3.3 Practical nuance: dosing is both radioactivity and mass

The guideline emphasizes that dose may be expressed in radioactivity (MBq) and mass (µg), and that radioactivity declines with physical half-life while mass does not—important when interpreting biodistribution and setting clinical administration conditions.

4. Clinical evaluation: proving accuracy and clinical significance

4.1 Two pillars of clinical efficacy

Clinical efficacy for diagnostic radiopharmaceuticals is demonstrated by:

  1. accuracy of information obtained from images, and
  2. the clinical significance of that information.

4.2 Image evaluation models

The guideline describes multiple approaches, including:

  • evaluation from imaging findings,
  • investigator (facility) evaluation, and
  • blinded third-party evaluation, with attention to readers, randomization, information disclosure, and evaluation methods to manage bias and reliability.

4.3 Standard of truth and statistics

For diagnostic performance assessment, results should be judged against an appropriate standard of truth and analyzed using suitable statistical methods, including reliability and diagnostic performance evaluation and, where relevant, comparison against other diagnostic techniques.

5. Clinical studies across phases: what is typically expected

The guideline lays out Phase I–III expectations:

  • Phase I: safety, pharmacokinetics, and absorbed dose (dosimetry) as core elements.
  • Phase II (exploratory): establish imaging performance and refine evaluation approach.
  • Phase III (confirmatory): validate diagnostic accuracy and clinical significance with robust design, standard of truth, and appropriate statistical analysis.
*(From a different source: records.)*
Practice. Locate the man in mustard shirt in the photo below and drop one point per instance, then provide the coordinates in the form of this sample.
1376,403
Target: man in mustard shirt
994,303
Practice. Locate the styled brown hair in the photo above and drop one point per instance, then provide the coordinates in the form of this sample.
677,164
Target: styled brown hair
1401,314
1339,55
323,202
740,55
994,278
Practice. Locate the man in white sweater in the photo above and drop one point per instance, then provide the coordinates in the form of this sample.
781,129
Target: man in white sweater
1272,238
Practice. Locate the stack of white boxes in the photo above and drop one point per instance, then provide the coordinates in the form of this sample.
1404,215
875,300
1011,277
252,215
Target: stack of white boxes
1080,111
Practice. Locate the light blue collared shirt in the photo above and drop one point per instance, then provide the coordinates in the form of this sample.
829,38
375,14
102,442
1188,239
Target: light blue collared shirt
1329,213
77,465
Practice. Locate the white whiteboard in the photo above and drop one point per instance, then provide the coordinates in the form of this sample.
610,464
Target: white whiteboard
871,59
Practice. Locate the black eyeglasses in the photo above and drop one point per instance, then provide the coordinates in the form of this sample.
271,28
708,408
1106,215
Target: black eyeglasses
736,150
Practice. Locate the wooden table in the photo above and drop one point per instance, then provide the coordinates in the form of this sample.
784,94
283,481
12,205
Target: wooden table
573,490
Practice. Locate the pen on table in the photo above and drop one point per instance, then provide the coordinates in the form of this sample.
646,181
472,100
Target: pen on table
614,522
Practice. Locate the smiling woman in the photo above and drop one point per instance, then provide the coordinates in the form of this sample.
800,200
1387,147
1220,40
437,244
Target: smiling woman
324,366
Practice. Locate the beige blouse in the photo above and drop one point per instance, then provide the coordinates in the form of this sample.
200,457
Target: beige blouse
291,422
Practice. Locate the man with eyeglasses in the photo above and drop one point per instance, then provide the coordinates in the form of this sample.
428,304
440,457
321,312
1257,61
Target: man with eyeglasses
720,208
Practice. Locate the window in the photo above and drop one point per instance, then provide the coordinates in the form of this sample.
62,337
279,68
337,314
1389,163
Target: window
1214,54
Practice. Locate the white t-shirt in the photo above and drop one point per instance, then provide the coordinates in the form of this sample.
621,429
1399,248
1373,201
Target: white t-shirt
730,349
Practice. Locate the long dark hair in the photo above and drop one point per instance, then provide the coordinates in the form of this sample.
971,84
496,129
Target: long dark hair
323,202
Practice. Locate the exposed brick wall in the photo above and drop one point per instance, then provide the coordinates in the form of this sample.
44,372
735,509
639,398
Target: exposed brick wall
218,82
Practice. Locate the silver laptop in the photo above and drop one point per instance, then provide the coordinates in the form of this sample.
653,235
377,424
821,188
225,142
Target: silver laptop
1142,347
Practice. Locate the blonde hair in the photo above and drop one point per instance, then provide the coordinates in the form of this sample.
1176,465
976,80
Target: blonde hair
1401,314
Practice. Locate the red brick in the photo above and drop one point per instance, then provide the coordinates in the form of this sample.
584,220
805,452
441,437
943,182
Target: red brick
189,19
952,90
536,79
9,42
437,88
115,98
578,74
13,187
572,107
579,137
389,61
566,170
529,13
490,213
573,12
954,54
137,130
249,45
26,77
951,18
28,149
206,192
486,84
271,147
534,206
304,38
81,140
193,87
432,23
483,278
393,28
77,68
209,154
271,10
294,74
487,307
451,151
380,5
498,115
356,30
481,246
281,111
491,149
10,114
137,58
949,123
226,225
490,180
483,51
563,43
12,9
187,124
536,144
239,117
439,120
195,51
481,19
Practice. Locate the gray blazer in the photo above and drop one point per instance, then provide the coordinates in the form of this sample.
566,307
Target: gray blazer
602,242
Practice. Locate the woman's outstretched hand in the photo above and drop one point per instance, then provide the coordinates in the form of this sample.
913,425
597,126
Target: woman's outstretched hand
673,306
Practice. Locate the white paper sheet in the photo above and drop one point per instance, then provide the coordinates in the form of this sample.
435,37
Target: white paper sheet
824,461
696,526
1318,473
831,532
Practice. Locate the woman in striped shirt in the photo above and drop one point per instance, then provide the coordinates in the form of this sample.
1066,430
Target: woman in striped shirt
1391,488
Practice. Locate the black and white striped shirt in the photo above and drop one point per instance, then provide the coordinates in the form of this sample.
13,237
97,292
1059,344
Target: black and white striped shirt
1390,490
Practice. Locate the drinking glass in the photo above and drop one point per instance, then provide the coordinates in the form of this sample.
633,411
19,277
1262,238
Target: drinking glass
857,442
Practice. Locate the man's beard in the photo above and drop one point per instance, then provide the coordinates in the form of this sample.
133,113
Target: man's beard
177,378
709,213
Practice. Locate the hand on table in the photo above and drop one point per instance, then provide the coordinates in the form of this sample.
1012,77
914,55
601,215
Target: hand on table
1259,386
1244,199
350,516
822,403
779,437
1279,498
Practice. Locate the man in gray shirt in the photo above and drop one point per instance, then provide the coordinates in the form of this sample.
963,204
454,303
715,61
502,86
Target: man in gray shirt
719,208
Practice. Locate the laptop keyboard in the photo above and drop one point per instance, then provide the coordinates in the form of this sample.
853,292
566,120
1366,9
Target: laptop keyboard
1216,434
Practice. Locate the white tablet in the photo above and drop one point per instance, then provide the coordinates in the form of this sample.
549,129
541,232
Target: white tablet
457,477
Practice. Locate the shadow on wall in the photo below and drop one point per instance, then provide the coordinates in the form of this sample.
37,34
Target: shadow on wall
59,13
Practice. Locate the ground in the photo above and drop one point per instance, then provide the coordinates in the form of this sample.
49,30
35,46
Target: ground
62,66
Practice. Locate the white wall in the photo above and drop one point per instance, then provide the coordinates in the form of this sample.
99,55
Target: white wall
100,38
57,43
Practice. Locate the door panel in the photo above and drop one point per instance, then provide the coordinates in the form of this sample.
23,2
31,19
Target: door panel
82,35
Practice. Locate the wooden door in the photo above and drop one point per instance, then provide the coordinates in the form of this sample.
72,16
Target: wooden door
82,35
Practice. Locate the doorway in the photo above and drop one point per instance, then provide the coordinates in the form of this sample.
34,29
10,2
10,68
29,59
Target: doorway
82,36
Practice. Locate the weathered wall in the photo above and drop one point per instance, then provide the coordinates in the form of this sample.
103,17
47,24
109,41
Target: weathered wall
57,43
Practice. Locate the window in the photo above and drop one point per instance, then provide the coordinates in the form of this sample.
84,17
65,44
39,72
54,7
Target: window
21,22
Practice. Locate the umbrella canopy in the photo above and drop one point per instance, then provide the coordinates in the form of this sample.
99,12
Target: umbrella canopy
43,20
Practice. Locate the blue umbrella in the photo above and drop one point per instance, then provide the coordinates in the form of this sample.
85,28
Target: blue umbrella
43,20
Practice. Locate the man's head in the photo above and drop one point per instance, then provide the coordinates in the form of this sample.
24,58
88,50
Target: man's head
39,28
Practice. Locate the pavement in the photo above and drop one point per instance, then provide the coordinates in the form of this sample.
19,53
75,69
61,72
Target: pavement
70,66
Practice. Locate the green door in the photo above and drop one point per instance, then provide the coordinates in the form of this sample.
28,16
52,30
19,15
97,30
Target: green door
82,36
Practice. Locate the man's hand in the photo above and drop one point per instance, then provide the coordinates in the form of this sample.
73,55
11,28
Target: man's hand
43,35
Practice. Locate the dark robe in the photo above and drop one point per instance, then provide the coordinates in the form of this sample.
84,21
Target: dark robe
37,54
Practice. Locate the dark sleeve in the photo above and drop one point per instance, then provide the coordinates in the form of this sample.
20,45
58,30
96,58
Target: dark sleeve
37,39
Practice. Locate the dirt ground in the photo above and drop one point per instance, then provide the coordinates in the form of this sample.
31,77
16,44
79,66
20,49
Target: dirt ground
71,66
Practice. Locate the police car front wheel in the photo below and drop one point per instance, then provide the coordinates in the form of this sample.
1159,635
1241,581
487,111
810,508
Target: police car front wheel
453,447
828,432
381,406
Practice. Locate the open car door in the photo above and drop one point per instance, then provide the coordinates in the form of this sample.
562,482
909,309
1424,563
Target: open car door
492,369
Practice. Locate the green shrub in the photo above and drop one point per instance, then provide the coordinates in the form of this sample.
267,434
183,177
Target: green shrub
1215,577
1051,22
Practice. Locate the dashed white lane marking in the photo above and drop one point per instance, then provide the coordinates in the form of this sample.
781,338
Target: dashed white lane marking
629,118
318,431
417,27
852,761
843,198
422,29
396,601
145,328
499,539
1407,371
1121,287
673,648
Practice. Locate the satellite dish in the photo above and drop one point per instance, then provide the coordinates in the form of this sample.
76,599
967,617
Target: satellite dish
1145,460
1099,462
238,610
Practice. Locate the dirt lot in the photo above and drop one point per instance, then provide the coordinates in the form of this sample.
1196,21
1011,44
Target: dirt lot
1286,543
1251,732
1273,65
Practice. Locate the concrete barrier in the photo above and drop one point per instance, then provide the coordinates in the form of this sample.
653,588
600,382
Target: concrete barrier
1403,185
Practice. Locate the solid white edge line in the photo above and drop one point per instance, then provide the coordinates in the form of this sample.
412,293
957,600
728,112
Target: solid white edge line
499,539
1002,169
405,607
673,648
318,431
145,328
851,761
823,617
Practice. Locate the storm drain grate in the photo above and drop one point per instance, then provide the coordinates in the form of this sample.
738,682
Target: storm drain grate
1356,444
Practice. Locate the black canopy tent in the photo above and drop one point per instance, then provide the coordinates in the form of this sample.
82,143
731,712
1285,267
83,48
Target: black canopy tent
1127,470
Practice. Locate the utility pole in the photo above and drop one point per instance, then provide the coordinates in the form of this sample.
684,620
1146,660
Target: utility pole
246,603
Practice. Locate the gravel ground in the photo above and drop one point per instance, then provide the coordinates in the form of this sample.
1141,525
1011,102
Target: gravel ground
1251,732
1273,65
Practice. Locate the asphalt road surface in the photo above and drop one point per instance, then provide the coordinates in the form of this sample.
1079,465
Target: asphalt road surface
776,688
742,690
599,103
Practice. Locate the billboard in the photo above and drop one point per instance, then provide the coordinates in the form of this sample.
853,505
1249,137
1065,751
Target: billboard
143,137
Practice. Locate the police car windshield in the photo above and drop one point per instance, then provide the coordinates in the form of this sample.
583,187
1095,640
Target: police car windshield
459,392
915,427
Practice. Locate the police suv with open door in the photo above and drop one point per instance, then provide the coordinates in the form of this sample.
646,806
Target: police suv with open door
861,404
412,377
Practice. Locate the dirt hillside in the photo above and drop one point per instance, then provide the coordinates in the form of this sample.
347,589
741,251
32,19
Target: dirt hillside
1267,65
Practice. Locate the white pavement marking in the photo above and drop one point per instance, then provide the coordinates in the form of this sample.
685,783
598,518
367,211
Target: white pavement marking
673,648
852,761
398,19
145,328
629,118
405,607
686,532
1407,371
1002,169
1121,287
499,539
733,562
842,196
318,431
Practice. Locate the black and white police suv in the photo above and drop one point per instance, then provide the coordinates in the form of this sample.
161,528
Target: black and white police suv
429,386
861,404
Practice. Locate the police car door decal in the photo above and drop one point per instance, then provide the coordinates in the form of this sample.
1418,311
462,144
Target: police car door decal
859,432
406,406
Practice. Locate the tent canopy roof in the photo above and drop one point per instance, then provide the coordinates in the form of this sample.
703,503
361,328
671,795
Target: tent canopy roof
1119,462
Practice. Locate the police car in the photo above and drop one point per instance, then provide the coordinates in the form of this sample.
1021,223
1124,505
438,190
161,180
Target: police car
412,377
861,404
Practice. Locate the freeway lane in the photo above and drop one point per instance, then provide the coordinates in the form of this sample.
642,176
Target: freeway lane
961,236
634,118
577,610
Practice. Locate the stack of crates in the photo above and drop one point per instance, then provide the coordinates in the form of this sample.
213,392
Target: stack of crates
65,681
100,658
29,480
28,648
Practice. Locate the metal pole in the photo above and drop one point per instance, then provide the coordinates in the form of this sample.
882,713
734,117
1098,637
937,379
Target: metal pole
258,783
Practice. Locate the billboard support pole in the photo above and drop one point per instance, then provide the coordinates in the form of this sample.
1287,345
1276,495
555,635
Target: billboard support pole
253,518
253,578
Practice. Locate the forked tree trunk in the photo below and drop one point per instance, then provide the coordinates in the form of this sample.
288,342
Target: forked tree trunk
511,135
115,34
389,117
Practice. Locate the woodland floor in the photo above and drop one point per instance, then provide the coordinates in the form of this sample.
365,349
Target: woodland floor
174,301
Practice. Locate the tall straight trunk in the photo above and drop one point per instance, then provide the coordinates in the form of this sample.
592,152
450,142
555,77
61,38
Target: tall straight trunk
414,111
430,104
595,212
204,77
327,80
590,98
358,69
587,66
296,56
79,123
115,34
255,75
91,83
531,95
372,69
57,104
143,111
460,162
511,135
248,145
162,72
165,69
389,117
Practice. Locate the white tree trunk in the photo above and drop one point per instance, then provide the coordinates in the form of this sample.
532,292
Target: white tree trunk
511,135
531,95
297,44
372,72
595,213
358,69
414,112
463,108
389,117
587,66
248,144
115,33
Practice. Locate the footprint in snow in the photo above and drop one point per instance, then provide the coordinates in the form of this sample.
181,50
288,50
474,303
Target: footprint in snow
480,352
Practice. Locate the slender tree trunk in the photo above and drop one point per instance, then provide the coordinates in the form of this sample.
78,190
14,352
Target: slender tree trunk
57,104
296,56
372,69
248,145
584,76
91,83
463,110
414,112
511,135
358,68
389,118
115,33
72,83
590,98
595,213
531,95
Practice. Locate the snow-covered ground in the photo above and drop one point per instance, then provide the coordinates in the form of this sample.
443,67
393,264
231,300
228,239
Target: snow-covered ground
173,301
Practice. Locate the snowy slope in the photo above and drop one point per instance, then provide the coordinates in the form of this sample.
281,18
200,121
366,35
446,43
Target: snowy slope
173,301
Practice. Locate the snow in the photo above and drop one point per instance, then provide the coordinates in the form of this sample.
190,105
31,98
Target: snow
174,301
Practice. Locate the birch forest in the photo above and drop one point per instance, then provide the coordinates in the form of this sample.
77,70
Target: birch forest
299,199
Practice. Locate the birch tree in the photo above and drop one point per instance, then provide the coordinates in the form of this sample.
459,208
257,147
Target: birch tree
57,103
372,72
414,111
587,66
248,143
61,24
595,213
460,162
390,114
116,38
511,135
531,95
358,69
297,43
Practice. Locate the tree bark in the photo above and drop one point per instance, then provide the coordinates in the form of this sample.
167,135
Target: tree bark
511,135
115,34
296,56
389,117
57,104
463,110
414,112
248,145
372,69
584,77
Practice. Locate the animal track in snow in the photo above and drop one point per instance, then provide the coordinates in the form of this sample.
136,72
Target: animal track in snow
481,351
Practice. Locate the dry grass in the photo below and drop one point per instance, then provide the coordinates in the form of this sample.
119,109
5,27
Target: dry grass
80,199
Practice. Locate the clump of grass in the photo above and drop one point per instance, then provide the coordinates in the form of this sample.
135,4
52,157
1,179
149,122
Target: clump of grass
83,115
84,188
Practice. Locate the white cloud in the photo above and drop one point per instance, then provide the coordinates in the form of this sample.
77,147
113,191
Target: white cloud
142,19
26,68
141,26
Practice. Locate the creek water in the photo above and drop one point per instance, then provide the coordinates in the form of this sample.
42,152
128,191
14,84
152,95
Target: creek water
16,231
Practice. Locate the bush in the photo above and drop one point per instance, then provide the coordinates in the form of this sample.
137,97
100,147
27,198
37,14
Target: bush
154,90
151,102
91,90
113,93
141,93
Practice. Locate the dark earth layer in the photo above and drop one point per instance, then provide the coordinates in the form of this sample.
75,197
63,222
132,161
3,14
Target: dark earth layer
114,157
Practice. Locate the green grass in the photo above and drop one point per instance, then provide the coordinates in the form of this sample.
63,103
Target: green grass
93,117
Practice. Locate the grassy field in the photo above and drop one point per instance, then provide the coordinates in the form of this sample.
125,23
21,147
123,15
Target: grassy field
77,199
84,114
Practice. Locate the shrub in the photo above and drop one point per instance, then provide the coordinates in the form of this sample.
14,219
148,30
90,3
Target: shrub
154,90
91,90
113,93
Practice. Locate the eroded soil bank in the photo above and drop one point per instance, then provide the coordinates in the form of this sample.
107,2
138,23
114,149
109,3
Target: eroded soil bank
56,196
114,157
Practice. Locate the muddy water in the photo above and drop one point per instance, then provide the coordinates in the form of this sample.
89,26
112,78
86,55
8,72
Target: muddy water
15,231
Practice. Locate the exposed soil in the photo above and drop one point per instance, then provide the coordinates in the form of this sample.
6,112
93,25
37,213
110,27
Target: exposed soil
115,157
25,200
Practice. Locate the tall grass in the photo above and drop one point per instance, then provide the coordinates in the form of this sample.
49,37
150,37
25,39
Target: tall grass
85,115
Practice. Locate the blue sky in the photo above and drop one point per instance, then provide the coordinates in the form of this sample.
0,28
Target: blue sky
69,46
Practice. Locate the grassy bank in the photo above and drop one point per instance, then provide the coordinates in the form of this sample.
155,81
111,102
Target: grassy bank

A practical dose-setting point in the guideline is the tradeoff between imaging time and radiation exposure: increasing radioactive dose can shorten imaging time but increases radiation exposure, so an appropriate dose should be established by Phase III based on both.

6. Key takeaways for developers

  • Start planning with the product’s diagnostic nature (trace mass, imaging endpoint, radiation considerations).
  • Build a coherent evidence chain: biodistribution → dosimetry → clinical imaging performance and clinically meaningful interpretation.
  • Choose image reading and statistics to demonstrate both accuracy and clinical significance, anchored to a defensible standard of truth.
  • Use scientific rationale to justify alternative methods when appropriate, consistent with the guideline’s flexibility statement.